The heroic stand of Oso Kuka in 1862 remains one of the most powerful symbols of Albanian resistance and sacrifice. In June of that year, near the northern shores of Lake Shkodra (Liqeni i Shkodrës) in the region of Vranina, a small group of Albanian border guards faced overwhelming odds against Montenegrin forces. At the center of this drama stood a strategic tower filled with gunpowder — the site where Oso Kuka and his men chose death over surrender.
The Battle and the Legend
Oso Kuka (Osman Bejtullah Kuka, c. 1812/1820–1862), a Shkodra-born captain of the Ottoman-Montenegrin border guards, led a small çeta of about 24–30 men. When thousands of Montenegrin soldiers attacked Vranina, the defenders resisted fiercely from the tower (often called the “gunpowder tower” or xhebehane). As ammunition ran low and the enemy closed in, Oso Kuka made a fateful decision: he set fire to the powder stores. The resulting explosion killed him, his remaining comrades, and hundreds of attacking soldiers who had entered or surrounded the tower.
This act of self-sacrifice turned a military defeat into a lasting moral victory. It inspired epic songs, poetry (including passages in Gjergj Fishta’s Lahuta e Malcis), and generations of Albanians who saw in Oso Kuka the embodiment of the principle: better to die free than live in chains.

From Faik Konicas drawing.
A Century-Old Drawing and a Modern Revelation
In 1899, the prominent Albanian intellectual Faik Konica (1875–1942) published a detailed drawing of this very tower in his periodical Albania. The sketch showed a distinctive stone tower positioned right beside the water of Lake Shkodra, with architectural features that matched the scene of the 1862 battle.
For decades, many Albanians associated the battle with the medieval Lesendro Castle (Kështjella e Lesendros) on the island of Vranina. Tourists and visitors would head there, believing it was the site of Oso Kuka’s last stand. However, historical clarification in recent years has corrected this: the actual tower where the explosion occurred still stands today. It is known locally as Kulla e Dabanoviçëve (Dabanović Tower), located near the lake’s edge — not inside the medieval fortifications but closer to the water, in a position consistent with border guard outposts of the era.
When the 1899 drawing by Faik Konica is placed side by side with modern photographs of the Dabanović Tower, the resemblance is striking: the shape, the placement directly by the water, the overall structure, and key details align almost perfectly.
How Did Faik Konica Know?
This raises a fascinating question: How could Faik Konica, writing nearly 40 years after the event and while living abroad, depict the tower with such accuracy? Several explanations are possible:
- Oral tradition and eyewitness accounts: Stories of Oso Kuka’s heroism spread quickly across Shkodra and the Albanian lands.
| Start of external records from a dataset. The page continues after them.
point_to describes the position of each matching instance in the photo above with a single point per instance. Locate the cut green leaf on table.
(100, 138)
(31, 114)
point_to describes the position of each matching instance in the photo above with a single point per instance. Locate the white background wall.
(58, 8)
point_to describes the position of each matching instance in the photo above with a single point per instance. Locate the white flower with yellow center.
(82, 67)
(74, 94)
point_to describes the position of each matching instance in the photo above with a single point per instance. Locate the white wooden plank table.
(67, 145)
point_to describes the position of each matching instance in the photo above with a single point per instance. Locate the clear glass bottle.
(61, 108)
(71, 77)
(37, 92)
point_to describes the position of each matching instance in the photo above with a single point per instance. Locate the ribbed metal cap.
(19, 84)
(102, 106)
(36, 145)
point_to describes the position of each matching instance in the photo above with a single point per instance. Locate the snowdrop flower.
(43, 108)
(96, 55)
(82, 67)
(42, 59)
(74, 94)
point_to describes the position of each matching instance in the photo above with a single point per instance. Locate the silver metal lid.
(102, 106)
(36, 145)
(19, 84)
Survivors, local residents, and travelers who had seen the tower could have described it in detail to Konica or his sources.
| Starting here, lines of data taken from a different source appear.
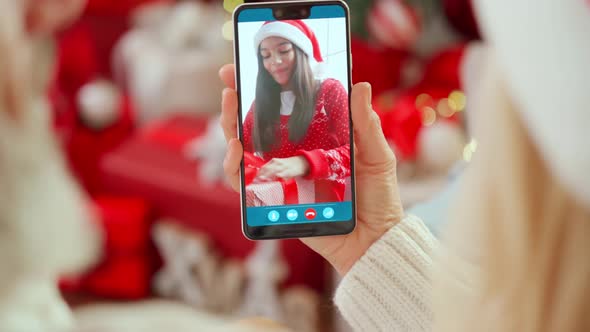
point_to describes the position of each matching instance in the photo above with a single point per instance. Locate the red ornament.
(377, 65)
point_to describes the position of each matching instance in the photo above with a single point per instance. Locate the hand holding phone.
(379, 207)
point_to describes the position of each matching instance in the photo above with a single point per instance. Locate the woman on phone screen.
(298, 124)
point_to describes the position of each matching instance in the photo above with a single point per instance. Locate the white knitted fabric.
(389, 288)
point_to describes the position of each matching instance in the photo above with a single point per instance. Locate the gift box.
(122, 276)
(153, 165)
(128, 258)
(126, 224)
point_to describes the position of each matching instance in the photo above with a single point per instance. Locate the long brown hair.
(267, 115)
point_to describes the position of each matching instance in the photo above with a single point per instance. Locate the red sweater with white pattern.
(325, 146)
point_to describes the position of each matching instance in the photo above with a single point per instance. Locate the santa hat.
(297, 32)
(548, 76)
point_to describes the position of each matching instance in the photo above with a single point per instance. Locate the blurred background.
(135, 98)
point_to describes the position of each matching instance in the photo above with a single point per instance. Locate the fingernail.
(369, 95)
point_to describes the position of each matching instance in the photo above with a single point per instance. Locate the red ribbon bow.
(252, 164)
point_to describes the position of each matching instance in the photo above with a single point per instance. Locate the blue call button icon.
(292, 215)
(274, 216)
- Written or illustrated records: Konica, as a meticulous researcher and publisher dedicated to Albanian national awakening, likely drew on contemporary reports, Ottoman documents, or sketches circulating among intellectuals.
- Personal or family connections: Though Konica was young at the time of the battle, networks of Albanian patriots preserved visual and narrative memory of key sites.
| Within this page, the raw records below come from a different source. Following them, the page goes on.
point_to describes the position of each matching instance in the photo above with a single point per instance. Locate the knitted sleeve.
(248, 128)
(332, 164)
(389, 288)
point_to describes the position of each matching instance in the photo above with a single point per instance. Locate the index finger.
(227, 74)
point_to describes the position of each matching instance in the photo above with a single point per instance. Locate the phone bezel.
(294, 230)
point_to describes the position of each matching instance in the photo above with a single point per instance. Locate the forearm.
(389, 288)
It seems unlikely that he simply “imagined” it. The precision — especially the tower’s proximity to the lake water rather than a more inland or elevated medieval castle position — suggests access to reliable information. Konica’s work in Albania magazine was part of a broader effort to document and promote Albanian history and culture at a time when such knowledge was vital for the national movement.

The actual tower today
Why This Matters Today
The correction of the battle’s location from Lesendro Castle to the Dabanović Tower highlights how collective memory can sometimes shift over time, especially when dramatic legends attach themselves to more prominent landmarks. Yet the core truth remains unchanged: a handful of brave men defended a strategic point on Lake Shkodra against vastly superior forces and chose a fiery end over dishonor.
Faik Konica’s 1899 drawing serves as a remarkable historical bridge. It demonstrates how early nationalist intellectuals worked to preserve accurate (or at least highly faithful) representations of key events, even decades later. Today, with clearer identification of the actual site, visitors and historians can better honor the memory of Oso Kuka at the correct location — a modest but resilient tower still standing beside the waters where history unfolded.
The story of Oso Kuka and the tower continues to inspire because it is not just about one explosion in 1862. It is about the enduring Albanian spirit of resistance, the power of memory, and the careful work of figures like Faik Konica who helped ensure that memory would not fade.
Whether viewed through Konica’s precise sketch or a contemporary photo, the tower stands as quiet testimony: some structures may crumble or be misremembered, but the courage they witnessed lives on.